File metadata and controls

344 lines (297 loc) · 12.5 KB

License Apache 2.0 Python 3.6

Neural Named Entity Recognition and Slot Filling

This component solves Named Entity Recognition (NER) and Slot-Filling task with different neural network architectures. To read about NER without slot filling please address README_NER.md. This component serves for solving DSTC 2 Slot-Filling task. In most of the cases, NER task can be formulated as:

Given a sequence of tokens (words, and maybe punctuation symbols) provide a tag from a predefined set of tags for each token in the sequence.

For NER task there are some common types of entities used as tags:

  • persons
  • locations
  • organizations
  • expressions of time
  • quantities
  • monetary values

In this component

Furthermore, to distinguish adjacent entities with the same tag many applications use BIO tagging scheme. Here "B" denotes beginning of an entity, "I" stands for "inside" and is used for all words comprising the entity except the first one, and "O" means the absence of entity. Example with dropped punctuation:

Restaraunt  O
in          O
the         O
west        B-LOC
of          O
the         O
city        O
serving     O
modern      B-FOOD
european    I-FOOD
cuisine     O

In the example above, FOOD means food tag, LOC means location tag, and "B-" and "I-" are prefixes identifying beginnings and continuations of the entities.

Slot Filling can be formulated as:

Given an entity of a certain type and a set of all possible values of this entity type provide a normalized form of the entity.
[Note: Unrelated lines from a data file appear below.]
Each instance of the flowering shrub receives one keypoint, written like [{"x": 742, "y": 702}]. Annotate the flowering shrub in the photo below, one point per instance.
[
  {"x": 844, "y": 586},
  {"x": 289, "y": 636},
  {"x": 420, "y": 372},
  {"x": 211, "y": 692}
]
In this component, the Slot Filling task is solved by Levenshtein Distance search across all known entities of a given type. Example:

There is an entity of "food" type:

chainese

It is definitely misspelled. The set of all known food entities is {'chinese', 'russian', 'european'}. The nearest known entity from the given set is chinese. So the output of the Slot Filling system should be chinese.

Configuration of the model

Configuration of the model can be performed in code or in JSON configuration file. To train the model you need to specify four groups of parameters:

  • dataset_reader
  • dataset
  • chainer
  • train

In the subsequent text we show the parameter specification in config file. However, the same notation can be used to specify parameters in code by replacing the JSON with python dictionary.

Dataset Reader

The dataset reader is a class which reads and parses the data. It returns a dictionary with three fields: "train", "test", and "valid". The basic dataset reader is "ner_dataset_reader." The dataset reader config part with "ner_dataset_reader" should look like:

"dataset_reader": {
    "name": "dstc2_datasetreader",
    "data_path": "dstc2"
} 

where "name" refers to the basic ner dataset reader class and data_path is the path to the folder with DSTC 2 dataset.

Dataset

For simple batching and shuffling you can use "dstc2_ner_dataset". The part of the configuration file for the dataset looks like:

"dataset": {
   "name": "dstc2_ner_dataset"
}

There are no additional parameters in this part.

Chainer

The chainer part of the configuration file contains the specification of the neural network model and supplementary things such as vocabularies. The chainer part must have the following form:

"chainer": {
    "in": ["x"],
    "in_y": ["y"],
    "pipe": [
      ...
    ],
    "out": ["y_predicted"]
  }

The inputs and outputs must be specified in the pipe. "in" means regular input that is used for inference and train mode. "in_y" is used for training and usually contains ground truth answers. "out" field stands for model prediction. The model inside the pipe must have output variable with name "y_predicted" so that "out" knows where to get predictions.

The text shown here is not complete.